“Night. Sleep. Death. The Stars,” by Joyce Carol Oates. TNS
A dead man is the central character in Joyce Carol Oates’ timely, monumental new novel “Night. Sleep. Death. The Stars,” whose title echoes a gut-punching Walt Whitman poem?
In October 2010, John “Whitey” McClaren, the affluent former mayor of a small city in New York, dies of a stroke after an apparent car crash. Readers who have braved this daunting, 3-inch-thick novel’s 800 pages know better. We witness McClaren pulling over to rush to the aid of a man of colour who is being mercilessly pounded by two police officers, who then beat the daylights out of McClaren. Days later, he dies in a hospital, unable to convey the truth of what has happened to him to his bewildered family.
It is easy to assume, after this dreadful episode, that we are diving into a story about racial injustice, the pivotal issue of our time. And indeed that is a strong thread in this masterful novel, yet another piercing examination of American culture by the writer this reviewer considers the USA’s greatest living novelist.
But “Night” is primarily the story of the dysfunctional McClaren family as it struggles to come to terms with its patriarch’s untimely death.

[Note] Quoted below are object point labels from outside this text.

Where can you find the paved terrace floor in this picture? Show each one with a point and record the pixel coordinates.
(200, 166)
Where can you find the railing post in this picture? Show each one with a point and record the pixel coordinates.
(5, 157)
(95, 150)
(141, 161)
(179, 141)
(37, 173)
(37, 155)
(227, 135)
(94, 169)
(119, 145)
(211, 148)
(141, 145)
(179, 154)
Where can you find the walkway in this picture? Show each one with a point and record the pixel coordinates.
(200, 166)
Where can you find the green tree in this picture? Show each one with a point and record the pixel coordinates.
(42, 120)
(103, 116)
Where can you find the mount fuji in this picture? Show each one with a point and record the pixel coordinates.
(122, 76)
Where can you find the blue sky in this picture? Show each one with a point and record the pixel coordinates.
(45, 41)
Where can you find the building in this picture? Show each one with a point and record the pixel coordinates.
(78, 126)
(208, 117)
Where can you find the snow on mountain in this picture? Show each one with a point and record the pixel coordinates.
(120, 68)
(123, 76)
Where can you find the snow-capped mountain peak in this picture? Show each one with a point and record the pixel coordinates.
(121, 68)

Over hundreds of pages, their relationships play out in raw, authentic detail. Their encounters are revelatory, not just in the realm of family trickiness, but in the larger context of American culture, which these days is most painfully represented by people who lack the ability to step back and consider the other and his or her circumstances.
Yet their turmoil is not foreign to any of us. “Christ, life is a struggle,” Whitey thinks in his dying moments. “Anyone who tells you anything else is a liar.”
“Night” is spot on for these times of racial divide, as well as in portraying the fractious family dynamic that many of us know all too well.